For example, a sink mapping CDC data to a Customer class and maintaining a map view of latest known email addresses per customer (identified by ID) would look like this:

Pipeline p = Pipeline.create();
p.readFrom(source)
 .withoutTimestamps()
 .writeTo(CdcSinks.map("customers",
    r -> r.key().toMap().get("id"),
    r -> r.value().toObject(Customer.class).email));

The key and value functions have certain limitations. They can be used to map only to objects which the Hazelcast member can deserialize, which unfortunately doesn’t include user code submitted as a part of the job. So in the above example it’s OK to have String email values, but we wouldn’t be able to use Customer directly.

If user code has to be used, then the problem can be solved with the help of the User Code Deployment feature. Example configs for that can be seen in our CDC Join tutorial.

Data types

Hazelcast relies on Debezium, which in turn uses the Kafka Connect API, including Struct objects for example. Hazelcast makes conversion to Map and POJO`s easier by providing abstractions such as `RecordPart. Despite this, it’s worth knowing how some database types can or will be mapped to Java types.
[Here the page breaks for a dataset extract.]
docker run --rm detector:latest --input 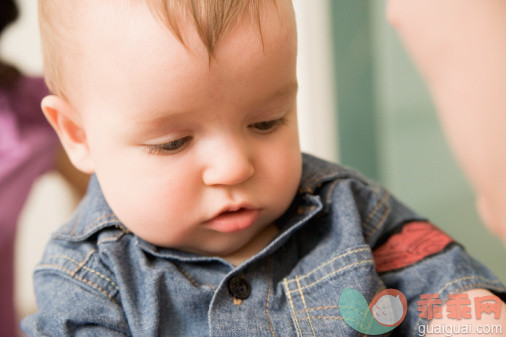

Each database type has its own database type-to-struct type mappings. For specific mappings of this type, see the Debezium documentation, for example: MySQL, PostgreSQL, DB2, etc..

Common datatypes mapping.

Struct type Semantic type Java type

INT32

-

int/Integer

io.debezium.time.Date

java.time.LocalDate / java.util.Date / String yyyy-MM-dd

io.debezium.time.Time

java.time.Duration / String ISO-8601 PnDTnHnMn.nS

INT64

-

long/Long

io.debezium.time.Timestamp

java.time.Instant / String yyyy-MM-dd HH:mm:ss.SSS

io.debezium.time.MicroTimestamp

java.time.Instant / String yyyy-MM-dd HH:mm:ss.SSS

io.debezium.time.MicroTime

java.time.Duration / String ISO-8601 PnDTnHnMn.nS

io.debezium.time.NanoTimestamp

java.time.Instant / String yyyy-MM-dd HH:mm:ss.SSS

io.debezium.time.NanoTime

java.time.Duration / String ISO-8601 PnDTnHnMn.nS

FLOAT32

-

float/Float / String

FLOAT64

-

double/Double / String

BOOLEAN

-

boolean/Boolean / String

STRING

-

String

The RecordPart#value field contains Debezium’s message in a JSON format. This JSON format uses string as date representation, instead of ints, which are standard in Debezium but harder to work with.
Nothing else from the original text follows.